# Lab 6

This lab will take 2 weeks. You are to complete Exercises 1-4 in 1 week and Exercises 5-8 by the following week. 

## Exercise 1: Reading

### HiggsML
In 2014, some of my colleagues from the ATLAS experiment put together a Higgs Machine Learning Challenge, which was hosted on [Kaggle](https://www.kaggle.com). Please read sections 1 and 3 (skip/skim 2) of [The HiggsML Technical Documentation](https://higgsml.lal.in2p3.fr/files/2014/04/documentation_v1.8.pdf). 

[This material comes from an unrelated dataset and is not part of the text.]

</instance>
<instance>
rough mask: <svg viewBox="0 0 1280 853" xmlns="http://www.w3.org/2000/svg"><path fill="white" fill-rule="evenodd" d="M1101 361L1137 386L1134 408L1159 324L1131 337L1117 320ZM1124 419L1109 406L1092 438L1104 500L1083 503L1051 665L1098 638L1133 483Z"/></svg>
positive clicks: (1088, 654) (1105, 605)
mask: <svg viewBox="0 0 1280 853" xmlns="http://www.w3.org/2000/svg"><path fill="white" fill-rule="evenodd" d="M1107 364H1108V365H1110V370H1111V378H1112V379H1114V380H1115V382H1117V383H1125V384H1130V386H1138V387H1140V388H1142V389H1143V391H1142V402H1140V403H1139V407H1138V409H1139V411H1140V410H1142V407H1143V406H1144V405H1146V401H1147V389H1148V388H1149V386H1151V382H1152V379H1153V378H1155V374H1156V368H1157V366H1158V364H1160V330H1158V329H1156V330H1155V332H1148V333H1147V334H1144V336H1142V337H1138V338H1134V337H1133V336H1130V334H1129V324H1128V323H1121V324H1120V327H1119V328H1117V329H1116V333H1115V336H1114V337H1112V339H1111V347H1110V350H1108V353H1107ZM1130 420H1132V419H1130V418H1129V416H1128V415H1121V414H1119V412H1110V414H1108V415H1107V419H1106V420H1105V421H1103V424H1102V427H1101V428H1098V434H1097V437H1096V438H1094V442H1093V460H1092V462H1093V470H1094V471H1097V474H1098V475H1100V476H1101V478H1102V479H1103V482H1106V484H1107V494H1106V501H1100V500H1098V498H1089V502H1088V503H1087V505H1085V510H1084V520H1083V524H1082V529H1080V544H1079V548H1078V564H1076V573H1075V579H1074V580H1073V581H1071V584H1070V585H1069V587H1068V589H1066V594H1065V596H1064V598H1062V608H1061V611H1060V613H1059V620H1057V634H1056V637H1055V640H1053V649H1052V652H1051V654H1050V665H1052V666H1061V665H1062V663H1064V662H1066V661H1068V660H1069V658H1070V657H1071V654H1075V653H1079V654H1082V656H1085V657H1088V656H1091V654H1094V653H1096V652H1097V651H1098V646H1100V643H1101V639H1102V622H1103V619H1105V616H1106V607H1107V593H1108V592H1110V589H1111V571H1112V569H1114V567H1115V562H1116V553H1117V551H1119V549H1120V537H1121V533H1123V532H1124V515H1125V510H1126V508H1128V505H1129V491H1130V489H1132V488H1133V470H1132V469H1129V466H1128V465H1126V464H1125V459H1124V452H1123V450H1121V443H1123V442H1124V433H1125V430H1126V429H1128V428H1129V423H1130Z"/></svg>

Kaggle is a platform for data science competitions, with cash awards for winners. Kaggle currently hosts over 50,000 public datasets and associated competitions. Later in the course we will look at a variety of problems hosted on Kaggle and similar platforms. 

### SUSY Dataset

For the next few labs we will use datasets used in the [first paper on Deep Learning in High Energy physics](https://arxiv.org/pdf/1402.4735.pdf). Please read up to the "Deep Learning" section (end of page 5). This paper demonstrates that Deep Neural Networks can learn from raw data the features that are typically used by physicists for searches for exotics particles. The authors provide the data they used for this paper. They considered two benchmark scenarios: Higgs and SUSY.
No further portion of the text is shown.